Hasta en los tiempos más oscuros

Desde hace semanas muchos coincidimos en la sensación de que alguien hubiera parado los relojes el pasado marzo y estropeado el magnetismo de todas las brújulas con las que, ya sea bien o mal, nos movíamos. La mayoría hemos emergido de un estado onírico aletargados y desorientados, como si nos hubiera cegado la luz del sol. Pero esto es lo de menos: demasiados de nosotros han resultado profunda y directamente heridos por el dolor y la muerte. Ahora somos una sociedad desfigurada y transfigurada por lo impensable que ha sobrevenido a nuestras vidas. Ignoramos con qué conceptos comunicar con nuestro presente porque esta conversación ineludible se traza siempre contra la opacidad constitutiva de toda experiencia en curso: no sabemos qué nos sucede mientras nos está ocurriendo. Sin embargo, contamos con el auxilio de las herramientas que nos dejaron otros, con su experiencia vital. Así lo consideró Hannah Arendt al afirmar: “Hasta en los tiempos más oscuros tenemos el derecho a esperar cierta iluminación, y dicha iluminación proviene menos de las teorías y conceptos que de la luz incierta, titilante y a menudo débil, que algunos hombres y mujeres reflejaron en sus trabajos y sus vidas”.

El derecho a esperar cierta iluminación es una capacidad que sin embargo debemos ganarnos. Para merecerla es imprescindible prestar atención a todas aquellas cosas que nos han pasado desapercibidas, especialmente a la Vida como fenómeno primordial y a las vidas únicas e irremplazables que la conforman. Hemos de pensar la condición humana como algo irrefutablemente interconectado. Si esta pandemia nos ha golpeado es precisamente por no haber sabido reparar a tiempo en sus múltiples señales de aviso. Es la prueba palmaria de nuestra letal ceguera histórica y medioambiental, de nuestras fantasías de omnipotencia. Aún estamos a tiempo de corregir un rumbo que se adivina desastroso.

Una de esas vidas cuyo testimonio ilumina nuestro tiempo es la de la senadora italiana Liliana Segre, de 90 años. Como superviviente de las llamadas “marchas de la muerte” realizadas por los presos de Auschwitz y otros campos de exterminio, Segre regaló uno de los discursos más hondos que se han escuchado en la sede del Parlamento Europeo, con motivo del 75º aniversario de la liberación de ese campo. Pronunciadas en enero, a las puertas de lo que iba a suceder pocas semanas más tarde, apenas se prestó atención mediática a las palabras de esa anciana, perteneciente a una generación cuyo arco vital abarca dos de las destrucciones más importantes a las que se ha enfrentado la humanidad en el siglo XX y XXI. No es extraña tal desconsideración: esa generación es precisamente a la que se ha desahuciado y desatendido en esta pandemia, al grito explícito de sacrificar a los débiles que se oyó en Tennessee e implícitamente en el descarte práctico de los mayores en tantos otros lugares.

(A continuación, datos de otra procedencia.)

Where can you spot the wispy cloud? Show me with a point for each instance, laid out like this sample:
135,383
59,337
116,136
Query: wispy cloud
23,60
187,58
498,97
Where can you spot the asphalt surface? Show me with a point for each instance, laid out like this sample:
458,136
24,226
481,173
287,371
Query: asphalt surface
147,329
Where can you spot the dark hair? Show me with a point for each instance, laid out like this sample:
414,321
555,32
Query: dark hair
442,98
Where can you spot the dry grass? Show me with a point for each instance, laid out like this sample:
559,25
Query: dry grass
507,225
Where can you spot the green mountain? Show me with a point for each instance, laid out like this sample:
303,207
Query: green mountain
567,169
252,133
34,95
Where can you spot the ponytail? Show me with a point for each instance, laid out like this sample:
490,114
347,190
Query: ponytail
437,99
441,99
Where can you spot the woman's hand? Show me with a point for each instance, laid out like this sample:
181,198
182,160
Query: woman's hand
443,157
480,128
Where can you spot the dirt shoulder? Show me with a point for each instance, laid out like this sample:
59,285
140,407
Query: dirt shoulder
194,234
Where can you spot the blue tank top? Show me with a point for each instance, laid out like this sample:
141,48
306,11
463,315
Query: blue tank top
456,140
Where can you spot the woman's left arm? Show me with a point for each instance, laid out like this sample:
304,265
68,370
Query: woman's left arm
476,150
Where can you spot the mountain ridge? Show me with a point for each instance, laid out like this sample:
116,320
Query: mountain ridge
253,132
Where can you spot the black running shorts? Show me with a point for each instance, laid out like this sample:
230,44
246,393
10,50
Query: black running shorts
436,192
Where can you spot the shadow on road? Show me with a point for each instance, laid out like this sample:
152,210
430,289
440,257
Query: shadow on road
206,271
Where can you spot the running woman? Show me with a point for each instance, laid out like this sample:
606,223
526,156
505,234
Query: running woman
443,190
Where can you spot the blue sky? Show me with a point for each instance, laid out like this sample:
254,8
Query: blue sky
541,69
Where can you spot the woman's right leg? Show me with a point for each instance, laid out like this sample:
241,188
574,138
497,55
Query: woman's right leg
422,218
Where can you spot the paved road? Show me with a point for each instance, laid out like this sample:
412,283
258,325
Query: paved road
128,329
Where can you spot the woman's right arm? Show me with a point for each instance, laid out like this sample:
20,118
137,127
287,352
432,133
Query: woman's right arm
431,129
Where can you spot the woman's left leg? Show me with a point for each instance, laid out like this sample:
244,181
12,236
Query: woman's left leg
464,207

El deslumbrante discurso de la senadora Segre, recogido en YouTube, contiene tres enseñanzas fundamentales para nuestro futuro. La primera, de carácter histórico, la encontramos al comienzo de su intervención, cuando señala algo inadvertido: las banderas que ondean el Parlamento Europeo representan una unión que no siempre fue así. Hemos dado por descontado equilibrios y alianzas internacionales que costó gran esfuerzo y sangre construir. Hoy corren un severo peligro, hay que apuntalarlas cuanto antes. Con la segunda, un experimento moral de carácter mental, Liliana Segre recuerda a su yo pasado, la niña famélica recién salida del campo de concentración, confesando que hoy, que se ha convertido en la abuela de sí misma, intenta proteger con su memoria histórica tanto a aquella niña como a los que vienen detrás. Nos invita a convertirnos en abuelos de nosotros mismos para hacer de nuestro futuro un tiempo habitable. La tercera, de carácter psicológico, recuerda las marchas de la muerte en las que los prisioneros extenuados no podían detenerse ni apoyarse unos en otros, a riesgo de ser fusilados.

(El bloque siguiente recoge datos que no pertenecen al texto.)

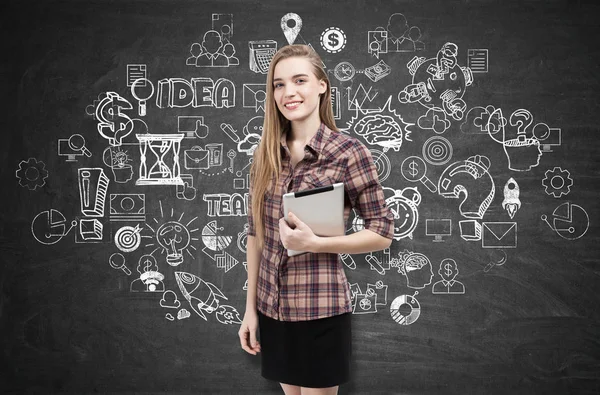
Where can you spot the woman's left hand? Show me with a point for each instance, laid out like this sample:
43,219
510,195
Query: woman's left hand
297,235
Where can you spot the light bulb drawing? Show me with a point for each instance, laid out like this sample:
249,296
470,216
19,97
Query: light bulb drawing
173,236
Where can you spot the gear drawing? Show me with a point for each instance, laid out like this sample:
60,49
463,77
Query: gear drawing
32,174
557,182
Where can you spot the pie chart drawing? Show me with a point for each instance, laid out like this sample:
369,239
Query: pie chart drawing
212,239
570,221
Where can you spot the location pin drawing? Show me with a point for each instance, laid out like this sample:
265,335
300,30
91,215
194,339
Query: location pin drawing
291,32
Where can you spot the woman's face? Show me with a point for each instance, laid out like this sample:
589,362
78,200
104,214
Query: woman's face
296,88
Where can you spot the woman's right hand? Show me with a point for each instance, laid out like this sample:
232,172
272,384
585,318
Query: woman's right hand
248,331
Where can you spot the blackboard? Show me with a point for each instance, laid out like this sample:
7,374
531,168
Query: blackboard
507,300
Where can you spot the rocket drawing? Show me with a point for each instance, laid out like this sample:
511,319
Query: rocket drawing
511,202
204,298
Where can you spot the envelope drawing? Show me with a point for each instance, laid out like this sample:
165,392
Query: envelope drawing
254,96
499,235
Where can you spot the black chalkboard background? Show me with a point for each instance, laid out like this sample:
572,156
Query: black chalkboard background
68,321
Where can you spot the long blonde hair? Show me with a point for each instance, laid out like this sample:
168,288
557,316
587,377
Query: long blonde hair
266,165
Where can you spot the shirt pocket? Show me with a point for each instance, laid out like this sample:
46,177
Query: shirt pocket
315,180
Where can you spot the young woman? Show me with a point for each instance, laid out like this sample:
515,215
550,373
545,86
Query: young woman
301,305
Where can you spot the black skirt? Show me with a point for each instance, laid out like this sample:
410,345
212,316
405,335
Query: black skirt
314,354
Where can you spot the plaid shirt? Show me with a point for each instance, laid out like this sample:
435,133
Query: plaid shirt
313,285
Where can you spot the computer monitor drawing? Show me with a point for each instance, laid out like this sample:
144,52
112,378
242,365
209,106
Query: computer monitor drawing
548,137
438,228
64,149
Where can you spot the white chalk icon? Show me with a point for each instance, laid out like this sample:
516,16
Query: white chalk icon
113,124
198,92
434,119
183,314
127,207
32,174
198,158
477,60
547,136
90,230
403,203
127,238
470,230
192,126
415,267
557,182
117,158
205,298
439,82
166,169
223,23
135,72
437,150
49,227
405,309
187,190
117,261
397,36
380,290
479,120
470,181
252,136
438,228
499,235
448,285
365,303
261,53
361,98
150,280
414,169
522,148
382,163
142,89
93,184
169,300
72,147
173,236
290,25
382,127
217,244
511,202
216,49
570,221
336,102
345,71
377,41
497,258
254,96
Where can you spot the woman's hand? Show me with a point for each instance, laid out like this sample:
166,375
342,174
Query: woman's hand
297,235
248,331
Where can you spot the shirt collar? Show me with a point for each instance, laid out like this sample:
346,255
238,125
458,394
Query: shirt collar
316,143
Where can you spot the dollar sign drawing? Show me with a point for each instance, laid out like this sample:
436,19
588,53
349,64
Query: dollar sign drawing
113,124
448,268
413,166
333,39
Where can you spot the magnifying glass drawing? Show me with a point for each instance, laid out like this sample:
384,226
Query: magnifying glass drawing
117,261
141,83
414,169
77,143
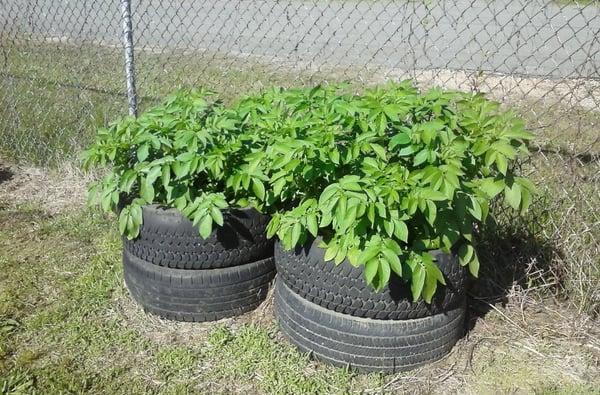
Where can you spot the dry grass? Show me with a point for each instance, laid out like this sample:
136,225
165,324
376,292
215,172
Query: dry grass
80,331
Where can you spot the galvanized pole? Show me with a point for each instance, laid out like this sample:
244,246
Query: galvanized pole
129,60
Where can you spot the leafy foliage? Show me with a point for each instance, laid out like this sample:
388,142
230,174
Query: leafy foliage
178,154
388,175
382,177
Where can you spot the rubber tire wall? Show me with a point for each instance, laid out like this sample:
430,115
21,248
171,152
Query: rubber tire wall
169,239
342,288
365,344
197,295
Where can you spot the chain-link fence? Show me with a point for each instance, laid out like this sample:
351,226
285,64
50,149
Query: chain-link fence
62,76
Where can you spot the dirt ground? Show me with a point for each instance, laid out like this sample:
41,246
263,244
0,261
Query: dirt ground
523,341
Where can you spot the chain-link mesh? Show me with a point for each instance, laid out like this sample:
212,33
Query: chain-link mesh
62,75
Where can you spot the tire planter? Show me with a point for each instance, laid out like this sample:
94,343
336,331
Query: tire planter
169,239
342,288
197,295
172,272
329,311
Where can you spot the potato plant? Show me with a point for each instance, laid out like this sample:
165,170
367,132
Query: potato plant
383,177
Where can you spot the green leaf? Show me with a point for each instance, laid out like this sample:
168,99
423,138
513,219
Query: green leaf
143,152
371,268
399,139
421,157
312,226
401,231
216,215
206,226
491,187
501,163
296,233
513,195
123,216
418,281
146,191
475,209
474,265
379,151
368,254
525,200
153,174
465,254
258,188
331,252
383,274
166,175
431,212
393,261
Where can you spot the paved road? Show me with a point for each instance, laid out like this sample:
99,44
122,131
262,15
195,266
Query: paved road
530,37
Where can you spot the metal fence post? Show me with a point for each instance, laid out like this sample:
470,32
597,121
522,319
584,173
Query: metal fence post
129,59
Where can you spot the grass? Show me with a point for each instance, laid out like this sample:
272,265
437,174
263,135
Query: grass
67,325
61,332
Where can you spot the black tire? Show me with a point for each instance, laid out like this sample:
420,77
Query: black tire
342,287
169,239
365,344
197,295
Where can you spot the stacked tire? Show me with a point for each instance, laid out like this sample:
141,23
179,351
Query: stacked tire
174,273
329,311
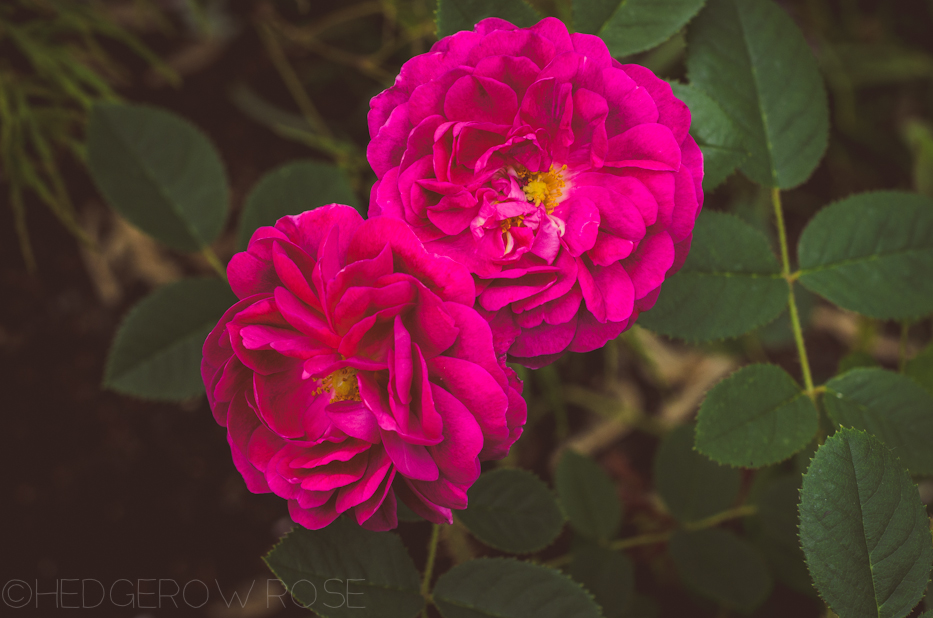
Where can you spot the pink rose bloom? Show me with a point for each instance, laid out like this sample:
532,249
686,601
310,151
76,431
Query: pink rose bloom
565,181
354,371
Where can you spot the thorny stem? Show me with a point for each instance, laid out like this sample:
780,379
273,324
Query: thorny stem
429,565
215,262
660,537
791,302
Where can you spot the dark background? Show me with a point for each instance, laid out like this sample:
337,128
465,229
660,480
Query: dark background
99,486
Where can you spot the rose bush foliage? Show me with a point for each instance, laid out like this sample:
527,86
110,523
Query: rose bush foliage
565,181
354,372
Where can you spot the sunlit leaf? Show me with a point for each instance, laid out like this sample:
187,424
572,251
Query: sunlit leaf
891,407
756,417
156,353
588,496
717,135
872,253
751,57
863,529
512,510
158,171
501,588
373,566
692,485
290,190
630,26
719,565
730,284
608,574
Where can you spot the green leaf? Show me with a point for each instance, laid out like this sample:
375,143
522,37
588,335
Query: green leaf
691,485
716,134
721,566
774,531
383,573
608,574
290,190
158,171
503,588
872,253
631,26
156,353
891,407
512,510
863,529
456,15
920,368
731,283
588,495
780,332
750,57
756,417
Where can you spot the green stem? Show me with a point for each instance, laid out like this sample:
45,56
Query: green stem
215,262
651,538
714,520
791,302
429,565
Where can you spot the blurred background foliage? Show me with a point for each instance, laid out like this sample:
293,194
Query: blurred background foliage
289,79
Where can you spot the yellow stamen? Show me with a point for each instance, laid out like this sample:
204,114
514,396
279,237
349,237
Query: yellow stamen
342,384
543,187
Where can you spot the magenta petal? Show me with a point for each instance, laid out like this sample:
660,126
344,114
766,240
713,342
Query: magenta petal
686,206
615,287
313,499
581,227
648,146
310,229
514,71
476,389
301,317
501,292
457,455
446,278
248,275
314,518
419,504
480,99
672,112
443,492
368,508
544,339
383,518
412,460
386,148
255,480
650,263
592,335
475,343
609,249
378,467
354,419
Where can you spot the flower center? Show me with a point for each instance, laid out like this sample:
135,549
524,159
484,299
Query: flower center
543,187
342,384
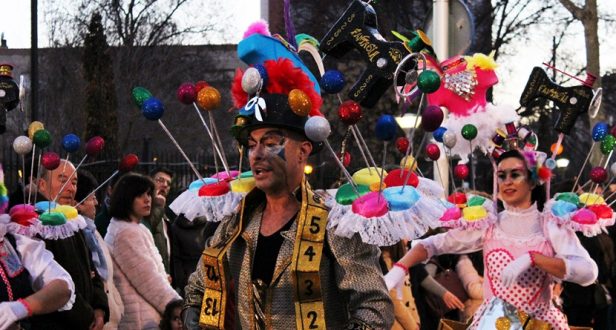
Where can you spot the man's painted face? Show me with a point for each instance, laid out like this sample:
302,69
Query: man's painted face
50,185
271,154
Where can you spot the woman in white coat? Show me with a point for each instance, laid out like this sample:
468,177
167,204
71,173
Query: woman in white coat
139,272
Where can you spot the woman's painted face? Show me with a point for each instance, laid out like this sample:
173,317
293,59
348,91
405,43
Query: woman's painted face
514,185
142,205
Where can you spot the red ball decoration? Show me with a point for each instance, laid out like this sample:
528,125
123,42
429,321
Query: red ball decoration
461,171
402,144
433,151
346,160
199,85
457,198
431,118
598,174
396,178
186,93
50,160
349,112
128,163
544,173
95,145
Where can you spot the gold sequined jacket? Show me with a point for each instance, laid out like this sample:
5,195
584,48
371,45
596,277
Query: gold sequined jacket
354,293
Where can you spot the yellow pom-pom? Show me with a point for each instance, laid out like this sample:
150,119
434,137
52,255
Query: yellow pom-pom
209,98
375,186
243,185
474,213
591,199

Hoy podemos, y debemos, apoyarnos unos en otros, pero la misma fuerza que guio a aquellos prisioneros es la que hoy nos sostiene: la lucha por poner un pie tras otro, dice Segre, para continuar viviendo, para seguir adelante. Hay que escuchar a las senadoras Segre de este mundo antes de que desaparezca el repertorio de experiencia que de ellas perdura en nosotros. Aprenderlo y transmitirlo a las siguientes generaciones. Nos va la vida en ello.

Alicia García Ruiz es profesora de Filosofía en la Universidad Carlos III de Madrid.